Im Paradies der Jugendzeit
von Alfred Wenig

Die Alle war eine der größten Schätze meiner Jugendjahre. Unter alten Erlen, Weiden und Rüstern zog sie, einer Schlange gleich, durch die unvergleichlich schöne, teilweise urwaldähnliche ostpreußische Landschaft. Es war ein Paradies für Pflanzen und Tiere. Unaufhörlich, sicher schon viele hundert Jahre, wälzten sich die Wassermassen des knapp 300 Kilometer langen Flusses der Mündung in den Pregel entgegen.

Ich erinnere mich: Es war ein schöner Sommermorgen, als mein Vater mich an die Hand nahm und mit mir den Feldweg über den Lehmberg ging. An unserer Feldscheune verweilten wir und sahen uns die Schnitzereien in der Holzverkleidung des Giebels an. Es waren Namen und Jahreszahlen, die weit in die Vergangenheit reichten. Vater erklärte mir, daß dies Namen von Hirtenjungen waren, die früher, als es noch keine Weidezäune gab, die Kühe gehütet hatten.

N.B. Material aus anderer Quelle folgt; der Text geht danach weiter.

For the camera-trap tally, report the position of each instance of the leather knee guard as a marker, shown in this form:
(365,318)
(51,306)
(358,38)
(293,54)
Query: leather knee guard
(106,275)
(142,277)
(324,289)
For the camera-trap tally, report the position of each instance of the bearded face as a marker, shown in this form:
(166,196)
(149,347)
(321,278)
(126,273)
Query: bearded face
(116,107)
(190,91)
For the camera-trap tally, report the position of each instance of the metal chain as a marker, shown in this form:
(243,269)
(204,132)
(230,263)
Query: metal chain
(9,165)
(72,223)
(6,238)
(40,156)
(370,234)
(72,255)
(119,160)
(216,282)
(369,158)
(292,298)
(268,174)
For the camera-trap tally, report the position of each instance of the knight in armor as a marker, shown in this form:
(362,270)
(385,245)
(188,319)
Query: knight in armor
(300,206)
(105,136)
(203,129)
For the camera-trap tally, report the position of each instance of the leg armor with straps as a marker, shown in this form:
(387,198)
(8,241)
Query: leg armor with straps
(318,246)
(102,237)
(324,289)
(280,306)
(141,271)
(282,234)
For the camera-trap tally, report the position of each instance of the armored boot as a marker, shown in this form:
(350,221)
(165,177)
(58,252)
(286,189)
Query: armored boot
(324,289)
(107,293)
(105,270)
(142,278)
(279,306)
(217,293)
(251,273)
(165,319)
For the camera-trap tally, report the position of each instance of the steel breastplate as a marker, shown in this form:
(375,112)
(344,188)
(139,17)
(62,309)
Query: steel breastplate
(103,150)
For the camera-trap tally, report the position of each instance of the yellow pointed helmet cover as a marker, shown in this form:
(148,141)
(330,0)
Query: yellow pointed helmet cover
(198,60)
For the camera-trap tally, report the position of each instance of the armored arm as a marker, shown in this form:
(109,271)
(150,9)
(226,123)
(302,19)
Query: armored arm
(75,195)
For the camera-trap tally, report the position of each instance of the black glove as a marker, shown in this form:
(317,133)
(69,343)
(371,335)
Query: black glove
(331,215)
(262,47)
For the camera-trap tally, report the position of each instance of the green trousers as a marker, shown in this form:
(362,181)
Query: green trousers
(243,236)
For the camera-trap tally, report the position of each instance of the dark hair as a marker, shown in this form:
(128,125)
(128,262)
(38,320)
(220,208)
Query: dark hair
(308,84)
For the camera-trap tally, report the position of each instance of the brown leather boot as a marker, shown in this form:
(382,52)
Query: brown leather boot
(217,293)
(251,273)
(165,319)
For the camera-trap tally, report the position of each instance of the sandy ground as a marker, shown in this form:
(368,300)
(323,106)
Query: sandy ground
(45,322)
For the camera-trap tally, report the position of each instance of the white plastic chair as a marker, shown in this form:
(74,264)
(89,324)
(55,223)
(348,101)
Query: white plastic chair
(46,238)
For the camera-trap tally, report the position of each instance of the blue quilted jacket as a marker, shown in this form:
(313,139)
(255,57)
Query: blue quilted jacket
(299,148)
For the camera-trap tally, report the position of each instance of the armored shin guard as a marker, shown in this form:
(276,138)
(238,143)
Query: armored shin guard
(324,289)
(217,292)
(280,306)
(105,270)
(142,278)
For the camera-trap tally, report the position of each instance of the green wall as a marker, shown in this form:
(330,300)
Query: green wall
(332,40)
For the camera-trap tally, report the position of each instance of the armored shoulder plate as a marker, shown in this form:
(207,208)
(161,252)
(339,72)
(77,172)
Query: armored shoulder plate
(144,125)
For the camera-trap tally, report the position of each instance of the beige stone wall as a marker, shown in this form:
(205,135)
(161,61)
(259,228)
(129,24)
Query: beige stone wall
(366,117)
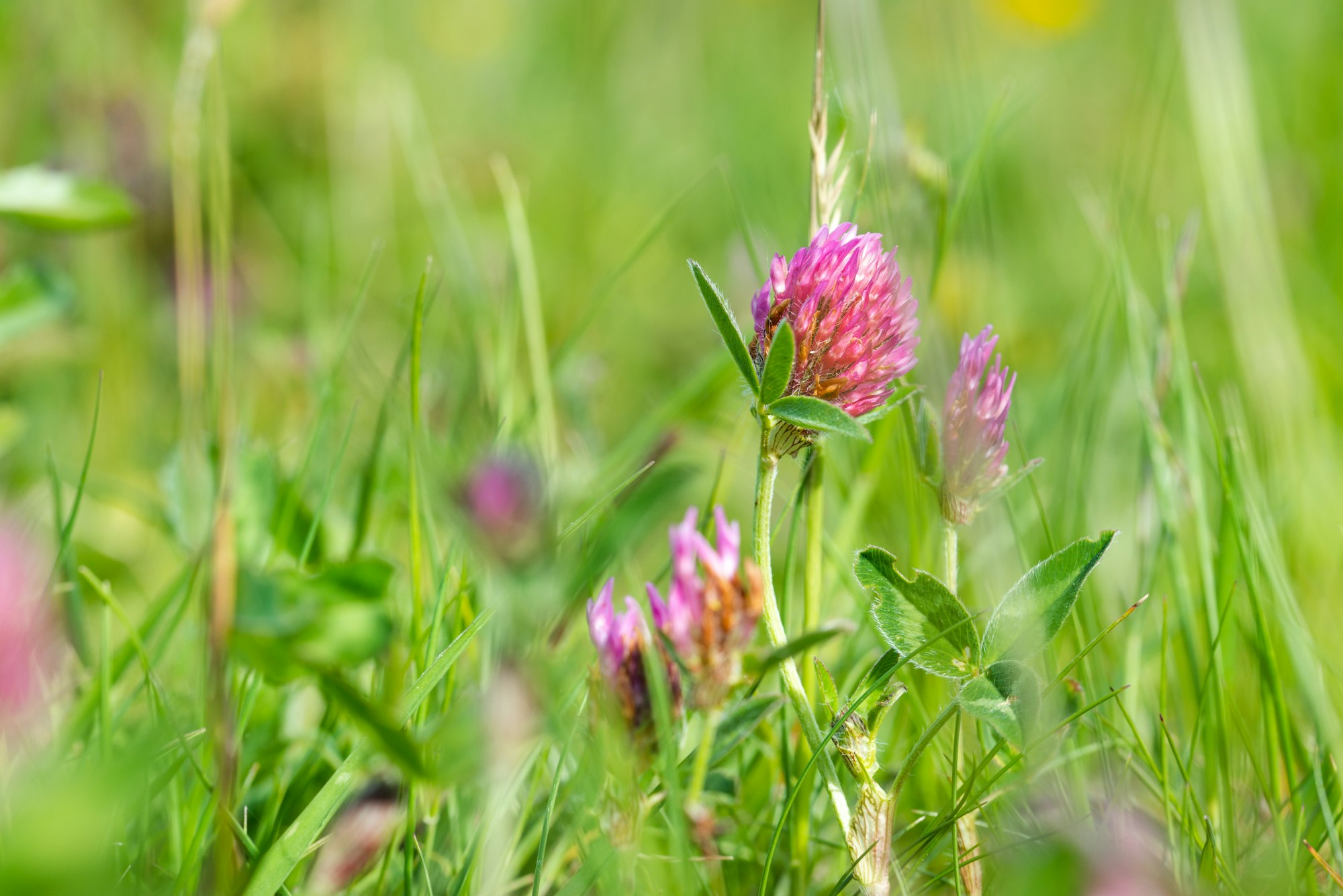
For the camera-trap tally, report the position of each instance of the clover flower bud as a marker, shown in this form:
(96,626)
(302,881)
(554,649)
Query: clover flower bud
(974,423)
(708,619)
(621,640)
(852,315)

Diese Feldscheune war damals wohl ihr Treffpunkt.

Wir gingen weiter und erreichten bald die Alleschluchten, wo sich das Weidegebiet für unser Jungvieh befand. Wir liefen die Schluchten ab und fanden bald die Herde, 14 Stück an der Zahl, an einer Wasserstelle. Vater sagte mir, daß er diese Kontrollen fast täglich mache, denn die Schluchten mit dem dichten Baumbewuchs seien nicht ungefährlich. Dann meinte er, dies würde doch eine verantwortungsvolle Aufgabe für mich sein, und er würde sich freuen, wenn ich sie übernähme. Ich war damals zehn Jahre alt und sehr stolz auf das Vertrauen meines Vaters.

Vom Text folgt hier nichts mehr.